Understanding the Four Parts of Medicare

Part A of Medicare is known as the “free” hospital coverage provided by Medicare.
There are typically no premium charges for Part A coverage and most individuals reaching age 65 and beyond are covered by Medicare under this program. So what does Part A cover? Inpatient care in the hospital, Skilled nursing facility, hospice, and home health care. Part A has a benefit period deductible of $1,288 for hospital confinement up to 60 days. After the initial deductible if hospital care and confinement exceeds 60 days then there is a $322 per day deductible up to 90 days. If confinement care goes beyond 90 days in a benefit period then there would be a lifetime reserve (can be used just once) of 60 days which would carry a daily deductible of $644 per day. For any care beyond the lifetime reserve days, Medicare no longer pays any inpatient costs.
The next benefit in Part A Medicare coverage is Skilled Nursing Facility Care.
Medicare currently covers at 100% the cost of Skilled Care in a facility for the first 20 days. Beyond 20 days then Medicare has a daily deductible of $161.00 from the 21st thru the 100th day. For care needed beyond 100 days, Medicare has no coverage available.
Blood. Medicare currently does not cover the first 3 pints of blood needed during a benefit period. After that Medicare covers any additional blood needed at 100%.
Hospice Care. Medicare currently covers all costs associated with hospice. They also have a very limited copayment/coinsurance for outpatient drugs and inpatient respite care needs. Medicare will cover hospice both as a facility confinement and at home.

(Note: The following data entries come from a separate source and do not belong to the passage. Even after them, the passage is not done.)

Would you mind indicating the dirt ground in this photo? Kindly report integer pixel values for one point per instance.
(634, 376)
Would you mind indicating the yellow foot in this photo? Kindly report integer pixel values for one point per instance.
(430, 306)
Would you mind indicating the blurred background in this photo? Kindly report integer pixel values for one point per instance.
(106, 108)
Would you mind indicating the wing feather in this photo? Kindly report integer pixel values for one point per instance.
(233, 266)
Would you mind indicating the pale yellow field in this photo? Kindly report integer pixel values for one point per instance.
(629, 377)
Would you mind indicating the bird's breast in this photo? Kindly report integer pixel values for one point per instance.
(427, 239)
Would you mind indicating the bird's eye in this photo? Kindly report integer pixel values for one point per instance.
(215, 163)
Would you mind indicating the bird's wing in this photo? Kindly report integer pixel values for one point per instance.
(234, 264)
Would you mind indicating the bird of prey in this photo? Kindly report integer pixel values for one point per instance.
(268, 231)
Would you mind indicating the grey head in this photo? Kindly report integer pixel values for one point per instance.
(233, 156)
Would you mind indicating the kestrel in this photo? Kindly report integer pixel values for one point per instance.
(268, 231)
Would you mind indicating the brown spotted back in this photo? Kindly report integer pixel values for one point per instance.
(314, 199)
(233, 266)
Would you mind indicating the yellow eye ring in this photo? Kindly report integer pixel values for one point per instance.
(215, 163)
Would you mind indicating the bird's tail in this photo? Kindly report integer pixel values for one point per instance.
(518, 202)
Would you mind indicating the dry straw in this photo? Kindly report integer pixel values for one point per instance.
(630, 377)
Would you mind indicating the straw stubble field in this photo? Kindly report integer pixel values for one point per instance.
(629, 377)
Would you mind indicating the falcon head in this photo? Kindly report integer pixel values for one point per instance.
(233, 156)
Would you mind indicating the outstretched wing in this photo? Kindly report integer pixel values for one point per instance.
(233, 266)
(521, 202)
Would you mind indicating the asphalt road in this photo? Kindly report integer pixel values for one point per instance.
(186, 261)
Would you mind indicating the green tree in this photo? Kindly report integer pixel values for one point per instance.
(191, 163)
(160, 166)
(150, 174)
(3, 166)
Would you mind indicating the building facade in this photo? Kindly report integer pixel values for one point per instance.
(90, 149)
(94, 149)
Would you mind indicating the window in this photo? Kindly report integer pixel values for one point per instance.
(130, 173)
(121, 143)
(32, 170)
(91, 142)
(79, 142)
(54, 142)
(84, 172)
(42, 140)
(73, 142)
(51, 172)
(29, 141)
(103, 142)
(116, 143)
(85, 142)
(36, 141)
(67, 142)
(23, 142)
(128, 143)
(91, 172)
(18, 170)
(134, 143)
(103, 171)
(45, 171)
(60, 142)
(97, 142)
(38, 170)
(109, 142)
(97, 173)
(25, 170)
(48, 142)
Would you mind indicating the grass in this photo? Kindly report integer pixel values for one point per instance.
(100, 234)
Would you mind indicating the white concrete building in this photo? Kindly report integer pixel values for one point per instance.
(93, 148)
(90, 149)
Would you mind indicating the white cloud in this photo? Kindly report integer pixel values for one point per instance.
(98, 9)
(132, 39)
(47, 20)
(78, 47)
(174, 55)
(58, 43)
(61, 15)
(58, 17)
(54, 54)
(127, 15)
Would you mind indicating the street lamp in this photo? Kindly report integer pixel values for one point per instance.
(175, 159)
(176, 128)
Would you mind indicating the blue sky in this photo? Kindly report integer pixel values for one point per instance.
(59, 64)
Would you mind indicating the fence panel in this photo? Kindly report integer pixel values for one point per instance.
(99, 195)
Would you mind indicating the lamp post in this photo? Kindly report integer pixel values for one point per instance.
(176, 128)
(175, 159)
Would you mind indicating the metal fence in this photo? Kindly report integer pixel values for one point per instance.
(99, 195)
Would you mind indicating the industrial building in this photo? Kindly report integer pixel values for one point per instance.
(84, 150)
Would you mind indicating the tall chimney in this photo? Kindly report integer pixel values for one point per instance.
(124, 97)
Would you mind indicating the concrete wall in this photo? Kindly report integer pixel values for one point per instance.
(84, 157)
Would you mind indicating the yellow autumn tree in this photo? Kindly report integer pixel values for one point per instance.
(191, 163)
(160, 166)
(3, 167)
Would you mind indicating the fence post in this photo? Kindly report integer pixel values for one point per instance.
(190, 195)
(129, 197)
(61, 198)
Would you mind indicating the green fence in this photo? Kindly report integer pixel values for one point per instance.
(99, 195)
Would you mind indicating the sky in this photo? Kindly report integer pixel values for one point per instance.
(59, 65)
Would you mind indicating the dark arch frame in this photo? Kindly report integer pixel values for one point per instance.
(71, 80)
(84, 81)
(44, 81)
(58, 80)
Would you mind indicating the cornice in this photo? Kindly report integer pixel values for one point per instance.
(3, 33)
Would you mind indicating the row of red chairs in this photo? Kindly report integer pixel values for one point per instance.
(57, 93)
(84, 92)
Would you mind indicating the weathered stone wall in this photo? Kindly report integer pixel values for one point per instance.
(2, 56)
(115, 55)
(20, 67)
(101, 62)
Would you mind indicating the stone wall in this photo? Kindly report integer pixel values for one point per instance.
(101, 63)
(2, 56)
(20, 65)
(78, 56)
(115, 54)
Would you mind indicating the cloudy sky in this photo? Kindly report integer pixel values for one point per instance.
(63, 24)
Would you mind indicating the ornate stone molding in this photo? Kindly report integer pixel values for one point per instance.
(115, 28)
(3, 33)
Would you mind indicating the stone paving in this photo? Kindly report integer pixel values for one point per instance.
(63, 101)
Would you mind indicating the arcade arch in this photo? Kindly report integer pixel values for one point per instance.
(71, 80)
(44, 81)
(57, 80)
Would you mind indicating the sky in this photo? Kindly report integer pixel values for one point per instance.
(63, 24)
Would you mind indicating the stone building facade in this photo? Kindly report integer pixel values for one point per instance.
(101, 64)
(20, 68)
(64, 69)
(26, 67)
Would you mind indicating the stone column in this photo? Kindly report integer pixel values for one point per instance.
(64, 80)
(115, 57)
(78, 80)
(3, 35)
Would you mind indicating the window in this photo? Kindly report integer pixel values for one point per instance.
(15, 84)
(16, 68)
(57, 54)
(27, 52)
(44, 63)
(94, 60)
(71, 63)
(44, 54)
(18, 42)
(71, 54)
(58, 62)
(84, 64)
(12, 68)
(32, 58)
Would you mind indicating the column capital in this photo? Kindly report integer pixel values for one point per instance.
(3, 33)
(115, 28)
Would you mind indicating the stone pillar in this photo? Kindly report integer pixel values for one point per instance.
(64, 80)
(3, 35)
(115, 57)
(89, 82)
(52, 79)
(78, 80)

Part B of Medicare (monthly premium charge)
This covers the medical expenses in or out of a hospital for physicians services, medical and surgical services, physical and speech therapy, diagnostic tests and durable medical equipment.
Medicare has a $166 annual deductible (not benefit period) for the initial services.
Once the deductible has been satisfied Medicare generally pays 80% of the approved services and amount.
Blood. If provided outside of a hospital confinement Medicare would cover 80% of the cost of blood after the initial 3 pints have been administered and the $166 annual deductible had been met.
Clinical Lab services that are charged for tests and diagnostic services are generally covered at 100% after the annual deductible of $166 is met.
Home health care. Is generally covered at 100% of the medically necessary and approved service and amount after the annual deductible of $166.
Durable medical equipment. The annual part B deductible applies here and once met Medicare generally pays 80% of the approved amount.

Part C of Medicare known as Medicare Advantage:
Medicare Advantage by its name is a fairly new addition to the Medicare offering with it becoming available in 2003. The original concept was developed and implemented back in the 1970’s as an alternative to traditional Medicare and was know as Medicare HMO’s.
Medicare Advantage takes Medicare part A and B and combines both costs and shifts it to a private insurance carrier. A Medicare Advantage insured is no longer covered by Medicare but by the chosen private insurance carrier under an Advantage plan.
For clients with limited income or clients who are traditionally healthy, a Medicare Advantage plan may be better suited for their health care needs. Premium costs are generally less or none at all in comparison to a Medicare and a supplement thus becoming appealing to those on limited or fixed incomes in retirement. Those clients that are healthy and typically don’t access health care much during the calendar year also may benefit from an Advantage plan as again the premiums are reflective in the coverage. If the doctor that they typically use is in the Advantage network it becomes even more advantages to consider an Advantage plan since they wouldn’t have to change doctors.
The disadvantages of an Advantage plan is the fairly high deductibles and or copays which can set a fixed income purchaser back several thousand dollars in a calendar year.
If the client's physician is not in the Advantage network it can increase the cost to the client as then the physician would be considered out of network and there would be higher copays assessed.

Part D Prescription Drug coverage:
Prescription drug coverage is something fairly new to Medicare as it was added in 2006 as a benefit under the Medicare umbrella. With the aging population and prescription drug costs continuing to rise, Congress made available voluntary coverage for prescription drugs. Although Medicare is prohibited from negotiating prices for prescription drugs with the drug companies, many drugs today remain competitively priced.